Continuous Linear Time Invariant(LTI) system, impulse response and convolution integral. 

Trigonometric Fourier Series(FS) representation of continuous periodic signals, Gibb's phenomenon. 

Complex representation of FS, and FS examples for typical periodic signals. 

Fourier Transform(FT) of continuous nonperiodic signals: definition and characteristics of FT. 

Continue FT characteristics, singular functions and their FT, and typical examples of FT for some nonperiodic signals. 

Analysis of continuous LTI systems on frequency domain using FT, comparison to convolution in time domain, concept of filter. 

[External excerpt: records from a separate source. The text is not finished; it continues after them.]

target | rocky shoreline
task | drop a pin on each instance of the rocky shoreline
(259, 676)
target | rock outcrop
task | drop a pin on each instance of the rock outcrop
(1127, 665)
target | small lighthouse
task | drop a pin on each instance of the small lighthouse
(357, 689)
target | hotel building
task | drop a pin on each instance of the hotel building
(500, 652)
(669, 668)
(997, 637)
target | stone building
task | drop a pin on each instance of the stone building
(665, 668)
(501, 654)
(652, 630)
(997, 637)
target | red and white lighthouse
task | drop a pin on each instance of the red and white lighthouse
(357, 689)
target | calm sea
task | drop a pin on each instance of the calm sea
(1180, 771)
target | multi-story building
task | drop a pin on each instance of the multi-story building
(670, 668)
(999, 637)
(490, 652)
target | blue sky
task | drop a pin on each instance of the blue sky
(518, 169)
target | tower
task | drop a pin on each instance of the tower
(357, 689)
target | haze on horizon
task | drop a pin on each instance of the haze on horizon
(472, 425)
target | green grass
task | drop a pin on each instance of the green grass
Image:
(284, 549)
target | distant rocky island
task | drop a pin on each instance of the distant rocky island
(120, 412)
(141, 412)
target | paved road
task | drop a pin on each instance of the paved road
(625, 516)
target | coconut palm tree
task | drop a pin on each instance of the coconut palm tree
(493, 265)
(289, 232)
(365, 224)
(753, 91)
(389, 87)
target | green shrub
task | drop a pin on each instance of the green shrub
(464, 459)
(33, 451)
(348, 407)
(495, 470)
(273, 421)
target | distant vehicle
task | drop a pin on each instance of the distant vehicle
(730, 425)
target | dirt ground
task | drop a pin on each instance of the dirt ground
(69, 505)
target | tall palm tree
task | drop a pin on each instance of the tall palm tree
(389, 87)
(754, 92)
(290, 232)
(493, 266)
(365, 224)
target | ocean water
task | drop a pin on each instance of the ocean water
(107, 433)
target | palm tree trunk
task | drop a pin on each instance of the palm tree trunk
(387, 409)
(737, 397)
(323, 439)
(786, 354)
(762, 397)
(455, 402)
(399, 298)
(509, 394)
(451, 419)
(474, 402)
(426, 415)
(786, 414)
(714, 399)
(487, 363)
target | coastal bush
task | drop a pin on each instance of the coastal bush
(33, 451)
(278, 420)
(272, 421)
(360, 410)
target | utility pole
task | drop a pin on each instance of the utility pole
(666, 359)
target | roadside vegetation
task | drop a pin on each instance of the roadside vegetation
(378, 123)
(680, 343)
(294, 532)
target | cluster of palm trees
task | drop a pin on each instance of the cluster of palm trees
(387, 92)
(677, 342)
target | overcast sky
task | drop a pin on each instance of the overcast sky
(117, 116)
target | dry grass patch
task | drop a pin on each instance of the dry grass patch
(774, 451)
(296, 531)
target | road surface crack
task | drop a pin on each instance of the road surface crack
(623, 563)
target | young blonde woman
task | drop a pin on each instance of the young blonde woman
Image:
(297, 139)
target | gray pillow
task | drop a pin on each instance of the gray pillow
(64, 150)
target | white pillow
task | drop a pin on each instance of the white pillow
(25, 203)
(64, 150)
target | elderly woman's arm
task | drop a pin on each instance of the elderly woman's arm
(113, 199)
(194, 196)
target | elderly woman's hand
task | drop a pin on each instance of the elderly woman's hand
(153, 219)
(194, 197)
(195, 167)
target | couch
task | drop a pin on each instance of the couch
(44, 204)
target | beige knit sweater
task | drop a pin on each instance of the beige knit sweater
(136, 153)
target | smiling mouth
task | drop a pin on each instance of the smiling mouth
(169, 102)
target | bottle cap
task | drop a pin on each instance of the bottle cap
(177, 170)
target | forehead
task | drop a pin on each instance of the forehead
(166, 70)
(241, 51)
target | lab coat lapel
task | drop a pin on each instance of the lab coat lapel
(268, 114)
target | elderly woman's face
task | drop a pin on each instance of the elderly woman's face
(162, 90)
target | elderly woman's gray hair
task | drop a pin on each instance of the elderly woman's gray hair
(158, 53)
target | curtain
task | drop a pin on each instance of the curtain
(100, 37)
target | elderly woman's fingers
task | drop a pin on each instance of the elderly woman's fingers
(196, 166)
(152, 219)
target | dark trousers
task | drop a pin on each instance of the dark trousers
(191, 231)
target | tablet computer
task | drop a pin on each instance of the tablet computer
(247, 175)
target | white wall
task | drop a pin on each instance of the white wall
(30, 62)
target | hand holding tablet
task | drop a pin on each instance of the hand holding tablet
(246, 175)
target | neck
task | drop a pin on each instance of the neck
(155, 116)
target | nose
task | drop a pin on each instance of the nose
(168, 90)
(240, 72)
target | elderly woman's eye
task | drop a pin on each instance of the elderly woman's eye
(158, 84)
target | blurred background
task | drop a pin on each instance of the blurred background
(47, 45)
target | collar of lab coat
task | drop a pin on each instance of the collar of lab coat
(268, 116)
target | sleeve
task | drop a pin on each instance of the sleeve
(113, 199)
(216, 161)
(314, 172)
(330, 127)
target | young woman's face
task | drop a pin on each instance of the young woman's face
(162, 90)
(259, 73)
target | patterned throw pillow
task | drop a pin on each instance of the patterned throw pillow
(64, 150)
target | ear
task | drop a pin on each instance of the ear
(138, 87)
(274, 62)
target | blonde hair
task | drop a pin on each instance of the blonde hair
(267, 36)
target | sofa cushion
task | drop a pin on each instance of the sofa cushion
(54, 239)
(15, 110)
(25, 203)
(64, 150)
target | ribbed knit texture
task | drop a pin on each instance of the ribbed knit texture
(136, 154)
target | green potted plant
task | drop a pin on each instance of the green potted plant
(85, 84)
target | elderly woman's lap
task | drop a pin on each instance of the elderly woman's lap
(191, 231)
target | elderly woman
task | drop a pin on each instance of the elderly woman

Ideal Low Pass Filter(LPF) and Band Pass Filter(BPF), signal modulation and demodulation in AM(Amplitude Modulation) system, comparison between AM and FM(Frequency Modulation) systems. 

Autocorrelation and crosscorrelation functions for continuous periodic signals: definition, examples, properties, and applications. 

Autocorrelation and crosscorrelation functions for continuous nonperiodic signals, power spectral density of periodic signals, energy spectral density of nonperiodic signals, and Parseval's Theorem. 

Discrete LTI system, convolution sum, Discrete Fourier Series(DFS), and comparison to continuous FS. 

Discrete Time Fourier Transform(DTFT): definition, properties, and examples for typical discrete nonperiodic signals. 

Discrete Fourier Transform(DFT): definition, properties, and examples for typical discrete finite duration signals, summary of transforms. 

Conversion of continuous signals to discrete signals: Nyquist Sampling Theorem: background, analysis, and theorem. Concept of signal interpolation both in time and frequency domains. 

Efficient algorithm to compute two DFT's of real discrete signals simultaneously. Introduction to Fast Fourier Transform(FFT).